Sustainable Development

This project is turning abandoned fishing gear into volleyball nets

Fishing nets lie at a dock in Wanchese, North Carolina, U.S., May 30 2017. Picture taken May 30, 2017.   To match Special Report OCEANS-TIDE/FLOUNDER   REUTERS/Shannon Stapleton - RC1A43680060

From coral reefs to Copacabana ... a volleyball net in the making. Image: REUTERS/Shannon Stapleton

Johnny Wood
Writer, Forum Agenda

A team of environmentalists is turning “ghost nets” into sports nets, giving new life to abandoned fishing gear adrift in the world’s oceans.

The organisation responsible for world volleyball (FIVB) has teamed up with marine conservation group the Ghost Fishing Foundation to launch Good Net. Supported by collaborators like the Healthy Seas initiative, World Animal Protection and Greenpeace, the project is designed to rid the seas of discarded fishing nets, with many becoming recycled into volleyball nets for local community use around the world.

According to United Nations figures, up to 800,000 metric tons of discarded, abandoned or lost fishing nets go adrift in our oceans each year.

Ghost nets are often lost during storms or in strong currents and can drift for many months, even years, entangling fish, seabirds and marine mammals.

Wave of destruction

Drifting fishing gear can travel great distances and can continue to fish long after it has been abandoned. It’s a problem that doesn’t recognise international territorial waters or distinguish between the types of species that become ensnared.

 The Ghost fishing cycle
The ghost-fishing cycle Image: Elsevier

Some discarded nets become snagged on reefs, choking the coral and killing marine life. Others drift with the ocean current into open water, where they trap fish, turtles and larger mammals like dolphins, seals and whales. In US coastal waters alone, there were 76 large whale entanglements reported in 2017.

Laden with dead marine life, the nets eventually sink to the ocean floor where scavengers feed on the entangled carcasses. After being freed of their ballast, the abandoned nets rise to the surface and resume fishing.

Net impact

Human intervention in removing the nets from our oceans breaks this destructive cycle.

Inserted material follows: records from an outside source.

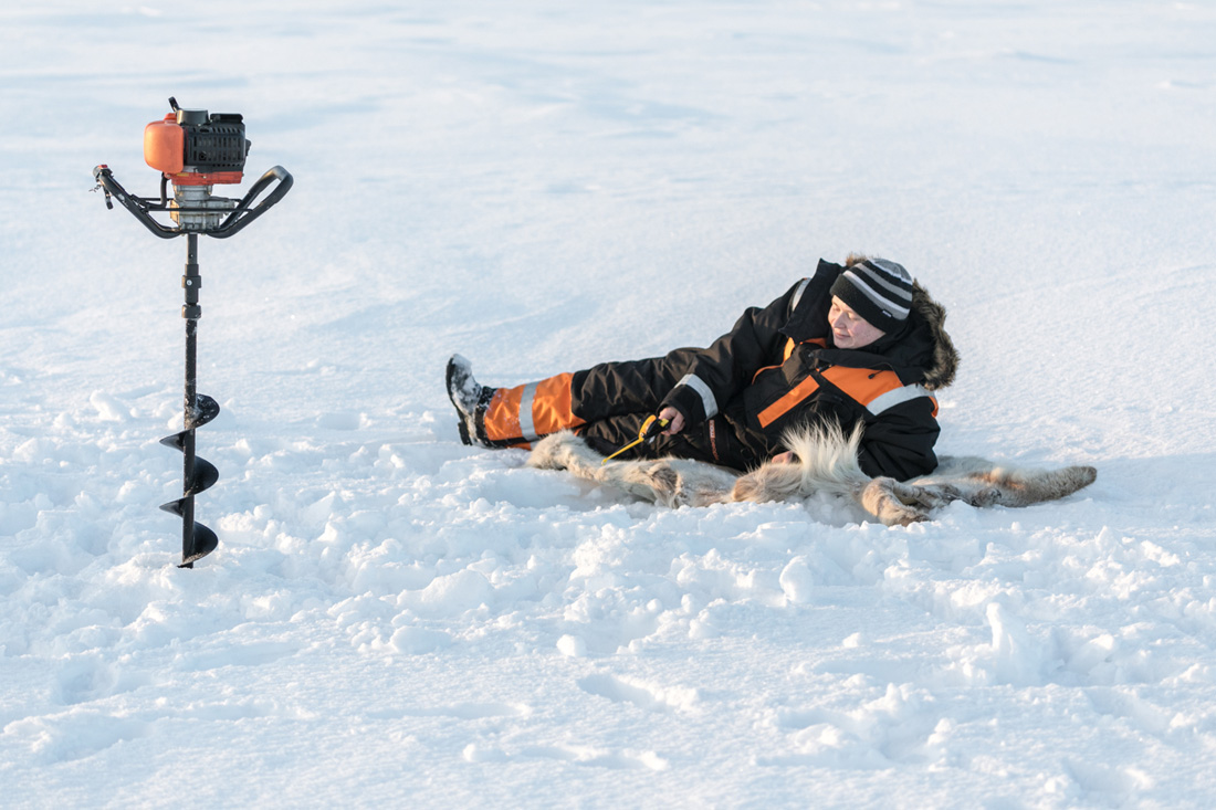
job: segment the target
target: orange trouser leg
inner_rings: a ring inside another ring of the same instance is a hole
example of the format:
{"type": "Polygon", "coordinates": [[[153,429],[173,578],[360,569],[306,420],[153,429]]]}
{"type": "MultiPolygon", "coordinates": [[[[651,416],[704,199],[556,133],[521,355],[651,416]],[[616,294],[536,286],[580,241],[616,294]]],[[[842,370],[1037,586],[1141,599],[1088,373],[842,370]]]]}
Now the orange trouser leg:
{"type": "Polygon", "coordinates": [[[540,382],[500,388],[485,409],[485,434],[491,441],[527,444],[542,435],[584,423],[570,410],[570,379],[564,373],[540,382]]]}

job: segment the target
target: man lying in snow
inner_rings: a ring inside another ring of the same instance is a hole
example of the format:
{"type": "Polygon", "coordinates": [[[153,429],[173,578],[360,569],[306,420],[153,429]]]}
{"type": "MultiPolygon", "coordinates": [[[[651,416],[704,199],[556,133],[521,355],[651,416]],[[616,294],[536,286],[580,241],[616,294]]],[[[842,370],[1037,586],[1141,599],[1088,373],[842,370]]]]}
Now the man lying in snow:
{"type": "Polygon", "coordinates": [[[745,472],[790,460],[786,441],[796,429],[849,434],[861,426],[861,471],[906,480],[938,466],[933,392],[958,366],[945,320],[901,265],[850,255],[843,266],[820,260],[812,277],[748,309],[709,348],[514,388],[479,386],[455,355],[447,394],[466,444],[527,448],[573,429],[607,455],[657,415],[666,422],[662,435],[621,457],[674,456],[745,472]]]}

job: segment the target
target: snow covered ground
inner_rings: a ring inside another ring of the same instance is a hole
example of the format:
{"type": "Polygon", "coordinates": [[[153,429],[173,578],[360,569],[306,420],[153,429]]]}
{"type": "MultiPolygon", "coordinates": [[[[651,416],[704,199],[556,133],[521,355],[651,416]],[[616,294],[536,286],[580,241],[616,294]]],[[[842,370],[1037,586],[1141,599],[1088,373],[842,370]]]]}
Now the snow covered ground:
{"type": "Polygon", "coordinates": [[[1216,6],[47,0],[0,9],[0,804],[1216,803],[1216,6]],[[142,128],[287,198],[182,240],[142,128]],[[1058,504],[664,511],[460,444],[505,384],[902,261],[945,454],[1058,504]]]}

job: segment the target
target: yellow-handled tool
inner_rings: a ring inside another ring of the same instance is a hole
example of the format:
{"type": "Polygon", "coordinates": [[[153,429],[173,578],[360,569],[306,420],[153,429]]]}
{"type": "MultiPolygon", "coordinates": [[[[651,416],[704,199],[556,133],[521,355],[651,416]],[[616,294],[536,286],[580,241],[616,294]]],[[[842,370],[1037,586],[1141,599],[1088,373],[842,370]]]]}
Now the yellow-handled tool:
{"type": "Polygon", "coordinates": [[[630,441],[624,448],[621,448],[617,452],[612,454],[610,456],[608,456],[607,459],[604,459],[599,463],[606,465],[609,461],[612,461],[613,459],[615,459],[617,456],[619,456],[620,454],[623,454],[626,450],[629,450],[630,448],[636,448],[637,445],[642,444],[643,441],[649,441],[651,439],[653,439],[658,434],[663,433],[669,424],[671,424],[670,420],[660,420],[658,416],[647,416],[646,421],[642,422],[642,429],[637,432],[637,440],[636,441],[630,441]]]}

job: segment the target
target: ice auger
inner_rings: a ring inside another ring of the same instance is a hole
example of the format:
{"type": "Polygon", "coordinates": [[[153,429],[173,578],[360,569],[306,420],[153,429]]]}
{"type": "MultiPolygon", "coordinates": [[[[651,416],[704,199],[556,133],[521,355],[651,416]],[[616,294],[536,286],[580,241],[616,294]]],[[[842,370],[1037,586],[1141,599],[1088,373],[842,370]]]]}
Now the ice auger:
{"type": "Polygon", "coordinates": [[[161,238],[186,237],[186,275],[181,277],[185,304],[181,316],[186,320],[186,394],[184,429],[161,439],[161,444],[181,451],[181,497],[161,506],[181,517],[181,563],[193,568],[195,561],[206,557],[219,545],[215,533],[195,521],[195,495],[209,489],[218,479],[215,465],[195,455],[195,431],[212,420],[220,406],[214,399],[199,394],[197,387],[198,305],[202,277],[198,274],[198,235],[224,240],[244,229],[277,203],[292,187],[292,175],[281,165],[266,171],[241,199],[212,195],[220,184],[240,184],[249,141],[244,137],[244,122],[236,113],[214,113],[206,109],[181,109],[169,99],[173,112],[164,120],[143,128],[143,161],[161,171],[161,198],[135,197],[126,193],[114,179],[109,167],[101,164],[92,170],[97,187],[106,192],[106,207],[117,199],[145,227],[161,238]],[[173,185],[173,198],[168,186],[173,185]],[[263,192],[274,189],[254,204],[263,192]],[[168,213],[170,224],[153,219],[153,213],[168,213]]]}

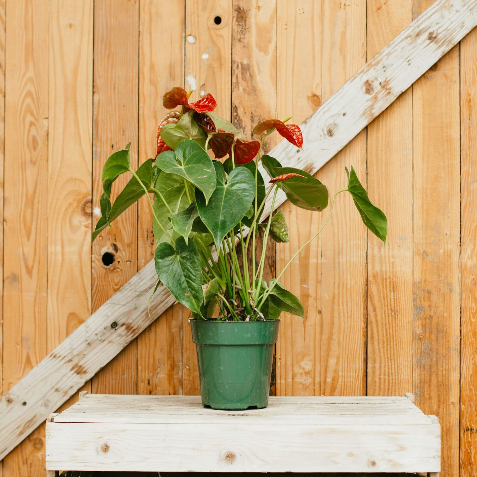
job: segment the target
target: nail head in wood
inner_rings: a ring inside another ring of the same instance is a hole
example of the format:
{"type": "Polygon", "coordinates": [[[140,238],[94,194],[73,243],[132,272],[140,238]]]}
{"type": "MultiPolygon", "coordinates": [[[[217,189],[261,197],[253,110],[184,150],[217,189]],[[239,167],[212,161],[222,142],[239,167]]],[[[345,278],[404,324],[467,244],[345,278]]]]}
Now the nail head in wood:
{"type": "Polygon", "coordinates": [[[55,417],[56,417],[59,414],[59,413],[52,413],[51,414],[48,415],[48,417],[46,418],[47,422],[54,422],[55,420],[55,417]]]}

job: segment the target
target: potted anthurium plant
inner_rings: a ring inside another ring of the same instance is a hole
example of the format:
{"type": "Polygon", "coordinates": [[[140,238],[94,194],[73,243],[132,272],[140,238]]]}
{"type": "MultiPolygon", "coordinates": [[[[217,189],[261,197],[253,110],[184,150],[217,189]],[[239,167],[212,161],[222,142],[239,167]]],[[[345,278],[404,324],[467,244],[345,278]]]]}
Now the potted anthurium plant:
{"type": "Polygon", "coordinates": [[[264,407],[279,318],[282,311],[304,317],[301,303],[281,284],[281,276],[326,225],[338,194],[351,194],[365,225],[383,241],[387,221],[370,201],[353,168],[346,169],[347,187],[332,196],[321,228],[267,283],[263,279],[265,253],[255,257],[259,228],[265,229],[264,250],[269,239],[289,240],[281,210],[261,221],[267,197],[272,197],[273,210],[281,189],[297,207],[319,212],[328,205],[328,190],[304,171],[260,156],[264,140],[275,131],[301,148],[298,126],[286,124],[288,120],[264,121],[253,129],[254,134],[261,135],[261,140],[247,141],[241,131],[214,113],[217,104],[210,94],[195,103],[189,103],[189,96],[176,87],[164,95],[165,108],[181,110],[168,113],[161,121],[154,158],[134,171],[128,145],[106,161],[102,217],[93,239],[145,195],[152,210],[157,244],[156,290],[162,282],[192,312],[202,404],[216,409],[264,407]],[[260,161],[270,176],[268,187],[258,167],[260,161]],[[112,204],[113,183],[125,173],[132,176],[112,204]],[[250,247],[251,266],[247,260],[250,247]]]}

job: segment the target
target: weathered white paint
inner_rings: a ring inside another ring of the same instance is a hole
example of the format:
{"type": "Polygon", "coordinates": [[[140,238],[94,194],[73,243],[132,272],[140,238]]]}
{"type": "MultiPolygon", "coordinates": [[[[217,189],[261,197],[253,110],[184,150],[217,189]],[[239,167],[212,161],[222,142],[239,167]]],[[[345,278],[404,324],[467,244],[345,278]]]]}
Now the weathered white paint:
{"type": "MultiPolygon", "coordinates": [[[[283,141],[270,154],[316,172],[476,24],[477,0],[437,0],[305,121],[303,151],[283,141]]],[[[174,303],[160,286],[149,317],[156,281],[151,262],[2,396],[0,459],[174,303]]]]}
{"type": "Polygon", "coordinates": [[[46,467],[437,472],[440,435],[405,397],[270,397],[265,409],[229,412],[198,396],[87,394],[47,423],[46,467]]]}

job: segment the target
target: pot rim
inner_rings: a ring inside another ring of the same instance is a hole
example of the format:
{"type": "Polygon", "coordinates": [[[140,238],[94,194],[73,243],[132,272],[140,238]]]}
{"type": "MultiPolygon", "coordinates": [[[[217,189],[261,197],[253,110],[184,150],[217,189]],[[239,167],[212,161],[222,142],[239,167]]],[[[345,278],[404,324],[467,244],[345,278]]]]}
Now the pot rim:
{"type": "Polygon", "coordinates": [[[197,320],[197,318],[190,318],[189,321],[196,321],[197,323],[229,323],[230,324],[237,324],[238,323],[265,323],[265,322],[276,322],[281,320],[279,318],[278,320],[256,320],[254,321],[218,321],[215,318],[210,318],[208,320],[197,320]]]}

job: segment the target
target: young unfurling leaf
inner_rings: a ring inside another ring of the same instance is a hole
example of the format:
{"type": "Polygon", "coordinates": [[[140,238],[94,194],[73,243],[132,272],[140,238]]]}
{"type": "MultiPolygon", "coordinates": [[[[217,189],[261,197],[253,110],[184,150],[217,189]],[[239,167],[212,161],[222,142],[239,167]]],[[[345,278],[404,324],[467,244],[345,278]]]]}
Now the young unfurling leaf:
{"type": "MultiPolygon", "coordinates": [[[[270,237],[278,243],[286,243],[290,242],[288,226],[287,225],[287,222],[285,220],[283,211],[280,209],[273,217],[269,218],[269,220],[271,220],[271,223],[270,224],[270,230],[269,232],[270,237]]],[[[259,224],[259,225],[264,228],[267,227],[266,223],[259,224]]]]}
{"type": "Polygon", "coordinates": [[[180,303],[200,314],[204,301],[201,286],[200,257],[192,240],[187,245],[184,237],[176,240],[176,250],[170,244],[160,243],[154,254],[159,280],[180,303]]]}
{"type": "Polygon", "coordinates": [[[368,194],[361,185],[352,166],[349,171],[344,168],[348,176],[348,190],[354,201],[354,205],[361,216],[364,225],[384,243],[387,234],[387,219],[383,211],[371,203],[368,194]]]}

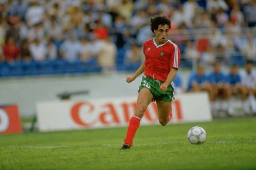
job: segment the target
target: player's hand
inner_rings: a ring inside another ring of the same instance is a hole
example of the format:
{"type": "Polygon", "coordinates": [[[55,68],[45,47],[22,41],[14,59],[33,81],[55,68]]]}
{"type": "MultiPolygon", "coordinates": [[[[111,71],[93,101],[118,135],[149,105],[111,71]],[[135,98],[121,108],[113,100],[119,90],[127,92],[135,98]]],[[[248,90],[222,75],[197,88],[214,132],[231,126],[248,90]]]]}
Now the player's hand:
{"type": "Polygon", "coordinates": [[[126,82],[128,83],[131,83],[134,80],[135,80],[135,78],[133,76],[128,76],[126,77],[126,82]]]}
{"type": "Polygon", "coordinates": [[[167,90],[167,86],[164,83],[160,85],[160,90],[163,91],[166,91],[167,90]]]}

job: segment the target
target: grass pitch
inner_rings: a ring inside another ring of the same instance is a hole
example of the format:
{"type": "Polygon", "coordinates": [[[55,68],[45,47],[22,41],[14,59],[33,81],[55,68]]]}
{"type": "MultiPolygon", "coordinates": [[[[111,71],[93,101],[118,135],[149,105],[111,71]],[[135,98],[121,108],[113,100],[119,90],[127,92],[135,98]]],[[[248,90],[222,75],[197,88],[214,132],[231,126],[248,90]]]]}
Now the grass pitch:
{"type": "Polygon", "coordinates": [[[256,118],[142,126],[129,150],[126,128],[0,136],[1,170],[256,169],[256,118]],[[202,127],[206,142],[187,133],[202,127]]]}

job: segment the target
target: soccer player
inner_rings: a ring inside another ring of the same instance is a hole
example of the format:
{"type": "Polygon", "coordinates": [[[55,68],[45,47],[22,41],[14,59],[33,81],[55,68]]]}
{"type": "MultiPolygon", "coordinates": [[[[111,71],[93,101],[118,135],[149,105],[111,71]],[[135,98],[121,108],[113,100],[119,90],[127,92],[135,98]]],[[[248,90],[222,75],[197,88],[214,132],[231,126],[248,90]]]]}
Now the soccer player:
{"type": "Polygon", "coordinates": [[[209,79],[204,73],[204,66],[200,64],[197,66],[196,73],[192,73],[189,78],[187,91],[189,92],[207,91],[210,101],[213,101],[215,96],[214,91],[209,83],[209,79]]]}
{"type": "MultiPolygon", "coordinates": [[[[245,100],[247,98],[247,90],[246,87],[242,85],[241,76],[238,73],[238,67],[236,64],[233,64],[230,68],[230,73],[227,76],[227,83],[229,85],[231,91],[231,95],[236,96],[241,94],[241,98],[243,101],[243,104],[245,103],[245,100]]],[[[243,106],[245,109],[245,106],[243,106]]],[[[228,112],[230,115],[234,112],[231,99],[229,101],[228,112]]]]}
{"type": "MultiPolygon", "coordinates": [[[[245,70],[241,72],[242,83],[246,86],[246,96],[253,113],[256,114],[256,71],[252,69],[253,62],[248,60],[245,65],[245,70]]],[[[247,102],[244,104],[244,110],[246,114],[250,112],[250,107],[247,102]]]]}
{"type": "Polygon", "coordinates": [[[209,80],[214,93],[211,104],[213,114],[216,115],[219,108],[216,101],[217,97],[220,96],[222,100],[220,108],[226,110],[227,101],[231,94],[229,85],[227,83],[226,76],[221,71],[220,64],[218,62],[213,64],[213,70],[209,75],[209,80]]]}
{"type": "Polygon", "coordinates": [[[165,125],[170,121],[171,102],[174,100],[174,85],[172,82],[180,65],[181,54],[178,46],[168,39],[171,20],[166,16],[150,18],[151,30],[155,37],[143,44],[145,61],[131,76],[126,78],[129,83],[144,72],[137,101],[134,114],[130,119],[126,137],[121,149],[133,145],[133,141],[140,120],[148,106],[155,101],[159,122],[165,125]]]}
{"type": "Polygon", "coordinates": [[[181,94],[184,92],[184,89],[183,87],[183,81],[181,76],[178,74],[176,74],[176,76],[172,80],[175,86],[175,94],[181,94]]]}

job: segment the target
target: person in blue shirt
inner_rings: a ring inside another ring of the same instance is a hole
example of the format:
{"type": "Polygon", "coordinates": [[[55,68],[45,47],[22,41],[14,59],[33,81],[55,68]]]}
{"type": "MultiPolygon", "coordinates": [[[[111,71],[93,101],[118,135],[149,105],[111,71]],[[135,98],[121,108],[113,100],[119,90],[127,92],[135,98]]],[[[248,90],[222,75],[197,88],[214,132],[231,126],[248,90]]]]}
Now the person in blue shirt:
{"type": "Polygon", "coordinates": [[[183,93],[184,91],[183,81],[181,77],[179,74],[176,74],[173,82],[175,85],[175,93],[180,94],[183,93]]]}
{"type": "MultiPolygon", "coordinates": [[[[238,73],[238,67],[236,64],[233,65],[230,68],[230,73],[226,77],[227,83],[229,85],[232,95],[241,94],[241,98],[243,103],[245,103],[247,98],[247,90],[246,87],[242,85],[241,76],[238,73]]],[[[233,107],[230,100],[229,101],[228,109],[229,113],[232,114],[233,112],[233,107]]]]}
{"type": "Polygon", "coordinates": [[[218,62],[213,64],[213,71],[209,75],[209,80],[213,90],[214,95],[211,103],[213,115],[217,113],[219,109],[227,111],[227,101],[229,100],[232,91],[229,85],[227,76],[220,70],[220,64],[218,62]],[[216,100],[220,97],[220,106],[216,100]]]}
{"type": "Polygon", "coordinates": [[[209,94],[210,101],[213,100],[214,93],[209,83],[208,76],[204,73],[204,66],[199,64],[197,71],[190,75],[187,87],[188,92],[207,91],[209,94]]]}
{"type": "Polygon", "coordinates": [[[242,100],[245,100],[246,89],[245,86],[242,85],[241,78],[238,73],[237,65],[234,64],[231,67],[230,73],[227,76],[227,80],[231,88],[232,94],[237,95],[241,94],[242,100]]]}

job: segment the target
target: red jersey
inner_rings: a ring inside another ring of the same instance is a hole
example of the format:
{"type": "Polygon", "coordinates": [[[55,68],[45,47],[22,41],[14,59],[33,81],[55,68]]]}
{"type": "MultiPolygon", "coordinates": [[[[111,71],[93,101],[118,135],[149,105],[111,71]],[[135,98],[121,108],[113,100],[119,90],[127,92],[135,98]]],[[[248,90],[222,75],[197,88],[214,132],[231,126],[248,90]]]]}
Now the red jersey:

And because most modern nets are made of durable synthetic fibres, they can be broken down into nylon yarn, which can be used for any number of new applications.

Some of the nets are repaired using traditional techniques and are turned into volleyball nets for local communities to enjoy. With the circular economy at work in this way, the once hazardous nets play a small part in helping sustainability efforts.

The first sporting event using recycled nets took place on Brazil’s famous Copacabana beach, which was also the setting for the 2016 Rio Olympic Games’ beach volleyball tournament. This was the first of a series of FIVB-endorsed volleyball matches planned for different venues around the globe, which aim to raise awareness of the damage caused to marine life and habitats by abandoned fishing gear.

Nick Mallos, director of the Trash Free Seas programme at Ocean Conservancy, which leads the Global Ghost Gear Initiative, points out that the current situation is a lose-lose for marine life and also for fishermen.

“When there is a large amount of fishing gear out there, it affects fishermen’s bottom lines, it affects the future sustainability of otherwise harvestable catch, and often it prevents fishermen from spending more time on the water,” he states.

The initiative brings together academia, policymakers, private companies and NGOs to tackle the problem of ghost nets.